The Civil Code institutionalized civil liability, which is a major innovation of the Napoleonic Code. The law watches over the citizens and anyone who suffers from harm will always find a “remedy”.
|Civil liability law
In the Civil Code of 1804 the common law of civil liability is based on fault .
The right of the French civil liability has become essentially a judicial legislation, thus constantly changing.
French civil law is still based on the distinction between contractual liability and tort liability.
· Responsibility is a contractual liability when it sanctions the parties for breach of an obligation arising from a contract.
· Responsibility is a tort or tort in all other cases.
Civil liability as conceived by the drafters of the Civil Code was an individual responsibility, intended to discourage unethical behavior. Like the criminal sanction, the civil reparation sentence aims to punish reprehensible acts.
Economic changes and in particular the industrial revolution will call into question the basis and the nature of responsibility (see ECONOMY AND RESPONSIBILITY )
Accidents, whether at work or outside work, caused by machinery, whether machines in the factory or vehicles on the roads, demonstrate that the individual is exposed to the risks of industrial society, and some like Saleilles defend civil liability based on the theory of risk. The risks of an activity must be borne by those who benefit from it. Liability insurance, but also social insurance, are two forms of pooling these risks which separate compensation from the existence of a fault and which ensure pooling of risks.
Another basis is proposed, that of the guarantee, the individual having to be guaranteed in his safety and compensated if one infringes his right to safety.
It has long been argued that the liability regime as developed by case law and by the legislature was based on fault or risk. The development by case law, but also by the legislator, of the obligation of safety (in case law the obligation of safety of result), seems on the contrary to demonstrate the growing importance of the basis of guaranteed liability.

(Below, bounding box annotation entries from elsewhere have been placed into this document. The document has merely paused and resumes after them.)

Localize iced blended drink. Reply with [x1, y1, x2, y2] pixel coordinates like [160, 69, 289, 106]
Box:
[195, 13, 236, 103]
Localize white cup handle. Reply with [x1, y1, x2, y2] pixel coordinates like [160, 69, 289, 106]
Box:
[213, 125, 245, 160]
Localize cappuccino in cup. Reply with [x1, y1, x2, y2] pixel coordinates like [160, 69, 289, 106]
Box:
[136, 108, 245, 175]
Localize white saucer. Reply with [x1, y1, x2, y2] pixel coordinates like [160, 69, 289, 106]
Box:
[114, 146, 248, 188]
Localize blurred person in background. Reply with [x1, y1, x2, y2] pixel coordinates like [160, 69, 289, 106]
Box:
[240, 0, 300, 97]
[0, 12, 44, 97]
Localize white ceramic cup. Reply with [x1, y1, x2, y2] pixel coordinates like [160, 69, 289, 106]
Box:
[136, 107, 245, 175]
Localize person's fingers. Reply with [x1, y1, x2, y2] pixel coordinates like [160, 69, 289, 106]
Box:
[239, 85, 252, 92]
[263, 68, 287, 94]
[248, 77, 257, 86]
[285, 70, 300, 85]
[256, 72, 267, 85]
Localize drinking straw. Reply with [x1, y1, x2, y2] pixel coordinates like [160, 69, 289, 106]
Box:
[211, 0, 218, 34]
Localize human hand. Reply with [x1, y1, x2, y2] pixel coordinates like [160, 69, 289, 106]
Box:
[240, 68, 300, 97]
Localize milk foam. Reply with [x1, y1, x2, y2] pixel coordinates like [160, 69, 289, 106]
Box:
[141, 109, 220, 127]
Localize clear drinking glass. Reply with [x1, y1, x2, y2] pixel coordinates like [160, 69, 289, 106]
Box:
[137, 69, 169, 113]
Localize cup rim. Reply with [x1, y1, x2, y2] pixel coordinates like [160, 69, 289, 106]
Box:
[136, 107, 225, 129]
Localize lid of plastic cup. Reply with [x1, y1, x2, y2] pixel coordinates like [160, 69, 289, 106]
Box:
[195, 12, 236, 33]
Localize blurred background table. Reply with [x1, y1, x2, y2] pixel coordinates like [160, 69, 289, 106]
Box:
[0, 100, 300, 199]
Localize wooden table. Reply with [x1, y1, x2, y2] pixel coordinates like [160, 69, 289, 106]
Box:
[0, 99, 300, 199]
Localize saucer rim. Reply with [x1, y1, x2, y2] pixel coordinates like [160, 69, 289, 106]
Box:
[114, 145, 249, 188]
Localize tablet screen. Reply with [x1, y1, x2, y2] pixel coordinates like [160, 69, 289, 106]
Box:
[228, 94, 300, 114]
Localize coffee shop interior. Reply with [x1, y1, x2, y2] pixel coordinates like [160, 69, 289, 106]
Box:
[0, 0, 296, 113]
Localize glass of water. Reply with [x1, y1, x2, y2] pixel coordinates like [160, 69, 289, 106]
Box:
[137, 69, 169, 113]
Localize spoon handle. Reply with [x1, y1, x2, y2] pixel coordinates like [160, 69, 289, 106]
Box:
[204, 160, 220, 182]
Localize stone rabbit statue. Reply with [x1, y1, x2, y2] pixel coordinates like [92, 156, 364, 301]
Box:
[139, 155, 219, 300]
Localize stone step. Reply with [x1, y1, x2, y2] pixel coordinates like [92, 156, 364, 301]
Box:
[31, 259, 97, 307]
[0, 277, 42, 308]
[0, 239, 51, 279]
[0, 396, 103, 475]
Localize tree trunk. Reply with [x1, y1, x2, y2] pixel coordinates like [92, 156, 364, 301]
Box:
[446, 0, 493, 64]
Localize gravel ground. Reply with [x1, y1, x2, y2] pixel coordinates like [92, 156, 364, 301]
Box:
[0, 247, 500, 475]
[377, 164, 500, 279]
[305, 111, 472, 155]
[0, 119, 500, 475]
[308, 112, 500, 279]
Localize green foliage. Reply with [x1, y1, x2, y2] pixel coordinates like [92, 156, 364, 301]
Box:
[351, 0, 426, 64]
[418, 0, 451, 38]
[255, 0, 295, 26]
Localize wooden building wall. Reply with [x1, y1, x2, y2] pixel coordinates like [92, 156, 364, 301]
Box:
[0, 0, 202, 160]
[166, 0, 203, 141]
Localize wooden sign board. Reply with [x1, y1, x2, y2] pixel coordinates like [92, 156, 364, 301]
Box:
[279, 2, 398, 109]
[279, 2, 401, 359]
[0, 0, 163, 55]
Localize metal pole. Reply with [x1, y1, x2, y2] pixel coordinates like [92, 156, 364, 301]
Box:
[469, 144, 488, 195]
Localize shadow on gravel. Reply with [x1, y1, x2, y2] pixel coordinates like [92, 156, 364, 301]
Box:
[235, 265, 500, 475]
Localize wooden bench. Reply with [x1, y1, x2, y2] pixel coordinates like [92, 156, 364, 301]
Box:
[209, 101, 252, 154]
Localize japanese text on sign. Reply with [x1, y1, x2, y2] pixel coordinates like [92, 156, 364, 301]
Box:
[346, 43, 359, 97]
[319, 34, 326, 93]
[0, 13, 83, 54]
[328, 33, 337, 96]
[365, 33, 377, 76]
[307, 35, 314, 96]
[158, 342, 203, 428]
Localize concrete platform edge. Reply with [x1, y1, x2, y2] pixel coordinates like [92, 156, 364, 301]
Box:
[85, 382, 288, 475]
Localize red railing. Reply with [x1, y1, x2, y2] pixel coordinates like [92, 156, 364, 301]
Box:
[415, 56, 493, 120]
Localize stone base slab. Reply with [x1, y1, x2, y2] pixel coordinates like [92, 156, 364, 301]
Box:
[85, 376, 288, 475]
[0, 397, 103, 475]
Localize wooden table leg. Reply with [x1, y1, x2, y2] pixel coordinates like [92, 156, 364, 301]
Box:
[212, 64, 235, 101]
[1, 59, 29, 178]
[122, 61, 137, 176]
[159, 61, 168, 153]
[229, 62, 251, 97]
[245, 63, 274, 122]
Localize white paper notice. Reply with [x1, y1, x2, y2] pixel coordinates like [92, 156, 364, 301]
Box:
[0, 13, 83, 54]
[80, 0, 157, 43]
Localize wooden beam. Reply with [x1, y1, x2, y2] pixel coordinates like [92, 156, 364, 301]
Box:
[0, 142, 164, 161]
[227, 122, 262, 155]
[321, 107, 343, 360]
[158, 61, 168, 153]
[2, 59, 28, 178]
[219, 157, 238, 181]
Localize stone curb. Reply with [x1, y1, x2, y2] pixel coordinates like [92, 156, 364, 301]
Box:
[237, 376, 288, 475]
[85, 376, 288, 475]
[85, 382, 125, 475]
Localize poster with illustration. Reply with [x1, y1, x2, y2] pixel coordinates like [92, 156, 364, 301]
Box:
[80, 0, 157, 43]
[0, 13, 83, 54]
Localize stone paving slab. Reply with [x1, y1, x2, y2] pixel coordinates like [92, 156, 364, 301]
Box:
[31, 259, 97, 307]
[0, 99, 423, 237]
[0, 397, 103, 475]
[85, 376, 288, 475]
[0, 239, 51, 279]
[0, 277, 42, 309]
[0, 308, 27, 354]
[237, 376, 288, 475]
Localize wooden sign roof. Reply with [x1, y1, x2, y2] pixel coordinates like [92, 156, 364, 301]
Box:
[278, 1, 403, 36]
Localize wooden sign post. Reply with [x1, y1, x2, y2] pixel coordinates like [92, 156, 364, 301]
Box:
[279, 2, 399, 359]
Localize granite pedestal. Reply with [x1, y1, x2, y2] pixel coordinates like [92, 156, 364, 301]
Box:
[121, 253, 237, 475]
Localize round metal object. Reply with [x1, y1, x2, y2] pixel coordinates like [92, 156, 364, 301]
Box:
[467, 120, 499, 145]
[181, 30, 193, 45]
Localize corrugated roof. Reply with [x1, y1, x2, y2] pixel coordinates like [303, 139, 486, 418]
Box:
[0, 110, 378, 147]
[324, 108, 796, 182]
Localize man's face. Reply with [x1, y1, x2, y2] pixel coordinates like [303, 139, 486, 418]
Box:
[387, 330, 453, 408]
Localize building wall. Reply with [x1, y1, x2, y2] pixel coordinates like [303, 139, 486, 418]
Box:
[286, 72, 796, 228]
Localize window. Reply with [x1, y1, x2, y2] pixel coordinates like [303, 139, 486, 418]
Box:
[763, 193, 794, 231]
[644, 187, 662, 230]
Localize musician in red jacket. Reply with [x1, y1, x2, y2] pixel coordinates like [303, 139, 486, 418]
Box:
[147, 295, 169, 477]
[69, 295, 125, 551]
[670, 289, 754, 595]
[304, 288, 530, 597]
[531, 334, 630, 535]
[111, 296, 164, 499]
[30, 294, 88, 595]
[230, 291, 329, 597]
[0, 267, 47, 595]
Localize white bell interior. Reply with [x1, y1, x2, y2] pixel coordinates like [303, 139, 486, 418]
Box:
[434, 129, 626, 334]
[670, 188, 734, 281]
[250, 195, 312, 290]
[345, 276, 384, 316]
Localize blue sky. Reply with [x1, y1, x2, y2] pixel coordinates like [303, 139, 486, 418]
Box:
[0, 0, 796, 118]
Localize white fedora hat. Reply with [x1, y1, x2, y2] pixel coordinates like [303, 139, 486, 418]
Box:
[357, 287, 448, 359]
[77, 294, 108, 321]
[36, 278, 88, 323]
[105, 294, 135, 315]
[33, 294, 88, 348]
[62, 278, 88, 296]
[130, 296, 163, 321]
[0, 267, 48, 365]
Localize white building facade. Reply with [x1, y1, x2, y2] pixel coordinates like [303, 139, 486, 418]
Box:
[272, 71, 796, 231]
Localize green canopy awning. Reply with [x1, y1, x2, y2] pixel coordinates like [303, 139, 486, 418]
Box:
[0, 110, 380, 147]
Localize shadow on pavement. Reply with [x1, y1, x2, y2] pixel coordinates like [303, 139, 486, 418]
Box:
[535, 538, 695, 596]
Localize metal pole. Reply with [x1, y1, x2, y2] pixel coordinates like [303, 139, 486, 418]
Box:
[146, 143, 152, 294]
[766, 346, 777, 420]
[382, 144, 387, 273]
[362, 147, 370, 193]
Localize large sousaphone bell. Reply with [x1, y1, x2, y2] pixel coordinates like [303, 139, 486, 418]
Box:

The responsibility for abnormal neighborhood disturbance is a strict liability.
A distinction is made between intentional fault and simple fault, this distinction corresponding to that of misdemeanor and quasi-delict. The intentional fault traditionally refers to the fault committed with the will to cause the damage.
Articles 1382 and 1383 are sometimes presented as implicitly referring to the distinction between misdemeanors and quasi-delicts. The recklessness and negligence of section 1383 would correspond in this analysis to unintentional faults. The Court of Cassation does not follow this distinction, and only applies article 1382 in the presence of unintentional faults (see Cass. Civ. 2, April 2, 1997)
|The tort liability ( extracontractual ) entails the obligation for the author of a damaging act to fully repair the damage he has caused. The victim will thus obtain damages for the material and moral damage he has suffered.
Extra-contractual liability requires
– a fact of responsibility generator
– a pity
– a causal link between the damage and the harmful event
Extra-contractual liability can be based on three sources of liability
– personal fault
– the fact of things
– the act of others, liability being incurred as a result of damage caused by another person who may be
– an employee (responsibility due to the attendants)
– a child (responsibility of father and mother, teachers
– a person for whom we must answer.
The damage can be material, bodily (attack on the physical integrity of the body) or moral (pain for example)
|Misdemeanors and quasi-misdemeanors
The Civil Code of 1804 gives priority to the need for compensation for damage by attaching the same consequences to imprudence and negligence. This repair requirement applies regardless of the seriousness of the fault, be it very slight, slight, serious or intentional.
Proof of fault and presumptions
The victim must provide proof of fault. However, is the subject of presumptions, intended in particular to favor the victims of accidents. These presumptions are cases of vicarious liability or liability for the acts provided for in Articles 1384, 1385 and 1386.
The development of machinery has led to the increase in damage caused by things (work accidents, automobile accidents, etc.). Liability for the act of things has shifted towards repairing anonymous damage, towards liability based on risk.
Tort and quasi-tort liability:
It is about responsibility where the obligations result from legal facts. Commitments arise involuntarily without agreement
Offenses and quasi-offenses : Chapter II
Of quasi-contracts arising from voluntary facts
It is the non-performance or improper performance of obligations resulting from legal acts where the commitments are born voluntarily.
The basis of this responsibility is article 1147 of the Civil Code.